Right in the middle of Shoreditch, right off Curtain Rd, in a little alleyway behind Hewett St, behind doors that could perfectly belong to a backstreet car hand wash, just signalled by a handmade cardboard and white chalk: Urban Masters, organised by The Opera Gallery. Quite an interesting offset from the usual white wall gallery but in the shape and form of what street art is: something more warehouse-y, in an old Victorian Factory. 13 Hearn Street.
To warm up, a classic 80s tag in blue and green neon by Risk.
One of my favourites pieces from the exhibition was actually right at the entrance. Remarkable in its bright magenta background, there it was: a portrait of Chairman Mao made out of more than 9000 plastic soldiers, by Joe Black. Brilliant.
And right next to Mao, there it was ROA, with his usual animal pieces and bit à la Gunther Von Hagens, showing the internal bits of the dog (titled Canis), and a hint of anatomy class for kids. Brilliant as usual, bone included.
Kan was also there, with his puntillistic approach to emulate Warhol's signature pieces. Made with markers.
Interesting dynamic piece by the German Mentalgassi, consisting on the parallel slates of a fence: different angles, two different pieces, or nothing, depending on the perspective. It reminded me of the very famous garage door on Curtain Road that showcases the pieces with the same concept of different angles.
Love, Crash and Burn by Zevs. It reminded me of thehuge crashed car at the Sunday Upmarket.
And yes, before anybody asks, Bansky was also invited to the party, but in my opinion, his piece did not bring much to the table. So was Blek Le Rat, but still, the Parisian is not my cup of tea anyway. Bleh, let's move on.
And the night was all about the portraits. Shall we call this piece 'Portrait of Picasso with an Oomph'? Because everything looked pretty normal from afar, but the close up look was another story. Also by Joe Black, and definitely an artist I am going to keep following.
Badges, definitely not suitable for work.
The brilliant Colombian Stinkfish was also there in the house to showcase his art. He just left discrete piece in wood and black ink, shy in comparison with his usual colourful pieces that we are used to see, but still terrific. Powerful. One of my favourites.
Nick Gentry, new for me, gambled for the portrait again, taken me back to childhood, given a far more functional use to the loathed floppy disks. It was quite entertaining to spot the programs on the labels. Actually a Londoner: Social art from the obsolete, that's what his biography says.
Piece on wood by ZeZão.
More Graphical and sober was ---- with the use of nails and string, which by the way, reminded me of the London-based artist Perspicere, who uses a similar technique. Good stuff.

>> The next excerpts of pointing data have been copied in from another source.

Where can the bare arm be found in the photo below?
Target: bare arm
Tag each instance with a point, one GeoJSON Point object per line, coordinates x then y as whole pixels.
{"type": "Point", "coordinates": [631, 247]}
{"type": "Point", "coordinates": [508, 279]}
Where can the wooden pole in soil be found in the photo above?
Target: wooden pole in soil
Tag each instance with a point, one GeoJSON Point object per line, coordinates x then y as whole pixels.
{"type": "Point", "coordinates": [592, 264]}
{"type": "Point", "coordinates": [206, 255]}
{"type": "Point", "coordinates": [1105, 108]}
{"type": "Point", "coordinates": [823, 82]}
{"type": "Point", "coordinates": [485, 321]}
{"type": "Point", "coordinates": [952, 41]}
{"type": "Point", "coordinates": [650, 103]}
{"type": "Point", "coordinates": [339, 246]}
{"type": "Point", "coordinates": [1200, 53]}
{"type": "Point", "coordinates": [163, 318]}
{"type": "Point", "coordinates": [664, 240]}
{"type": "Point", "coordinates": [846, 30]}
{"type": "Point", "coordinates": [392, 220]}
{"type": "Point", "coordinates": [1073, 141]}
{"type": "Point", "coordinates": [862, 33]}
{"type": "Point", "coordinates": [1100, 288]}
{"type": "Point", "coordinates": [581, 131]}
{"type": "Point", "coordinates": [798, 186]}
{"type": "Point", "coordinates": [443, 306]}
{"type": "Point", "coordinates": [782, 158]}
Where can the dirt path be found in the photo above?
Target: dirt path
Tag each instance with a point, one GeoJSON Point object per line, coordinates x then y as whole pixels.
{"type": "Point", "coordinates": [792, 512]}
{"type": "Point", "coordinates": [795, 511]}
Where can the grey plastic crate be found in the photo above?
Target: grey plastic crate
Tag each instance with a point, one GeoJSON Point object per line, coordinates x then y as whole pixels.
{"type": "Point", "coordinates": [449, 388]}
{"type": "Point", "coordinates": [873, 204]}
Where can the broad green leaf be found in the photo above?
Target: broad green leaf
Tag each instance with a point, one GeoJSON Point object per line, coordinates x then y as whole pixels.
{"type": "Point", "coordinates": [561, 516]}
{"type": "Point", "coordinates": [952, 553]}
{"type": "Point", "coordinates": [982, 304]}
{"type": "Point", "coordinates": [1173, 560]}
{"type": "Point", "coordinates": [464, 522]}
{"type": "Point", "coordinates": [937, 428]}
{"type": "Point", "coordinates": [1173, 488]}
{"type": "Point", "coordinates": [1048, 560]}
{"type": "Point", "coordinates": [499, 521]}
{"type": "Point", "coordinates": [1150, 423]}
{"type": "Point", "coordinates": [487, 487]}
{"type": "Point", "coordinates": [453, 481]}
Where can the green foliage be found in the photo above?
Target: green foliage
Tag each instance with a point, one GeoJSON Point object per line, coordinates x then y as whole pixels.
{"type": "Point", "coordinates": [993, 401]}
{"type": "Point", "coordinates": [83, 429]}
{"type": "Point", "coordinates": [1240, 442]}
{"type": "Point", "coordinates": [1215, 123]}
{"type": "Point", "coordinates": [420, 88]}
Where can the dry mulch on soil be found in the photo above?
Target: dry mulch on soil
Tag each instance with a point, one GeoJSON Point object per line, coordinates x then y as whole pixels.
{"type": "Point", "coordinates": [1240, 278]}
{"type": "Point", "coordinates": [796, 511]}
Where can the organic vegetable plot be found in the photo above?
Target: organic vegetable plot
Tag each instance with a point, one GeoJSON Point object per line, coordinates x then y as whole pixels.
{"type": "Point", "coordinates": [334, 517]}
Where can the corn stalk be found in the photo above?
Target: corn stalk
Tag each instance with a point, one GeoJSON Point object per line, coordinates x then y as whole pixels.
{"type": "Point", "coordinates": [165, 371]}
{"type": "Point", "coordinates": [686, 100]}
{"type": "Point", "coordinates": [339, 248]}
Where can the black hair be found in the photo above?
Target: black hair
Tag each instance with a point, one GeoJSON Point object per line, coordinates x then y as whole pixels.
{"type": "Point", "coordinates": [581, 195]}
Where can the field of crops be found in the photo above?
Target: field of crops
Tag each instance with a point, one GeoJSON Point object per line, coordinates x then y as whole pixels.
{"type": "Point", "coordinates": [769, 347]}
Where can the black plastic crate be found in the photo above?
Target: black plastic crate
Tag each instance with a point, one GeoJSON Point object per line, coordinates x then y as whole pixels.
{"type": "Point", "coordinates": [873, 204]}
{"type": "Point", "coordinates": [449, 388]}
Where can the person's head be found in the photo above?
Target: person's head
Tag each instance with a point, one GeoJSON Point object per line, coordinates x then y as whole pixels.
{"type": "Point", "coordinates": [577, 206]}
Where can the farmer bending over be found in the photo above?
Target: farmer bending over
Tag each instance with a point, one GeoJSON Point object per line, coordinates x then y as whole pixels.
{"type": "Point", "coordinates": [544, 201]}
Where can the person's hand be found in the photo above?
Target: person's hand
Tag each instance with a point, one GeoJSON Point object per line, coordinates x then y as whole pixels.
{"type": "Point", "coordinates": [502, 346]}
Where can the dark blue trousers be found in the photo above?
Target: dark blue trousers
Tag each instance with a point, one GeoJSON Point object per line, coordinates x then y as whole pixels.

The exhibition was starting to be a retrospective thing, a return to my childhood in terms of the materials used by the artists: string, floppy disks, markers, and now painted toy trains, by Gris1.
A reinterpretation of Picasso's masterpiece Guernica by Ron English. Still dramatic, but in another different tone. Cowgirl Guernica.
David Shillinglaw. Impressive too.
The very famous around East London streets C215 didn't want to miss the opportunity to hang one of his pieces in a disused road sign.
Free, exciting and sufficient. A good wrap up for all the Street Art that has been blooming around on the last year.
We want more.
Masters indeed. This was a good lecture.